BOSTON -- With an entire summer in front of them, the Bruins tied up one of their final semi-loose ends and announced a deal that's been in the works for quite a while. The Bruins signed alternate captain, and the team's longest tenured member, Patrice Bergeron to an eight-year deal worth $52 million.
The contract will take Bergeron through age 37, and essentially guarantees that the two-way center, Selke Trophy winner and Stanley Cup champion will get a chance to retire in Black and Gold. It's a rarity in this day and age of free agency, but both sides indicated that was a real desire in negotiations around the extension that will start with the 2014-15 season.
"This truly feels like home to me now after playing here since I was 18 years old," said Bergeron. "I love the fans, I love my teammates. So now I'm hopefully going to be able to stay here my entire career.

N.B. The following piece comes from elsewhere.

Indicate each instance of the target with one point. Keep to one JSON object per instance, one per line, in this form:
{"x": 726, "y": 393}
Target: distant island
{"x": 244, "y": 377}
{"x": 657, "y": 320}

"There's a huge amount of pride I feel each and every time I put on that sweater. I feel very fortunate to get a chance to do it for a very long time."

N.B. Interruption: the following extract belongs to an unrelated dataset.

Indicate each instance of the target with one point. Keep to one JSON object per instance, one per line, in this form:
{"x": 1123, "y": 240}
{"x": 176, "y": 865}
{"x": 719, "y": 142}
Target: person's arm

The deal carries with it a $6.5 million cap hit for the life of the deal, and -- like Tuukka Rask -- designates Bergeron as one of the franchise players that Boston will build their franchise around for the next decade.
Bergeron was going to get rewarded for his devotion to the Boston franchise even before playing with a separated shoulder, torn rib cartilage, a broken rib and a punctured lung in Game 6 of the Stanley Cup Final. But that show of toughness, dedication to the team concept and competitiveness was a perfect example of the way Bergeron sets the tone with everything he does.
He isn't the loudest voice inside the dressing room and he isn't the biggest or baddest of this edition of the Bruins, but he is the team's heart and soul more than anybody else on the team.
Combine that with a player in his hockey prime that puts up 20 goals and 60 points a year while putting up Selke Trophy level defense, and is the best face-off guy in the entire NHL, and you start to get a picture of all that Bergeron brings to the table.
"Patrice is the kind of high character player that we feel comfortable making this kind of commitment to," said Peter Chiarelli. "Clearly there's some level of risk in a long term deal, but Bergie is one of those players that we call a 'pillar of the team.'
"Patrice is the kind of player that we point as an example of what we're looking for here. This is a deal that we're very happy to announce."
With Bergeron and Rask now locked up and Tyler Seguin dealt to the Dallas Stars, it would appear the Bruins and Chiarelli have checked off all the boxes on their offseason list. But it isn't lost on anyone that retaining their best all-around player and spiritual leader in the dressing right might turn out to be the best move of all.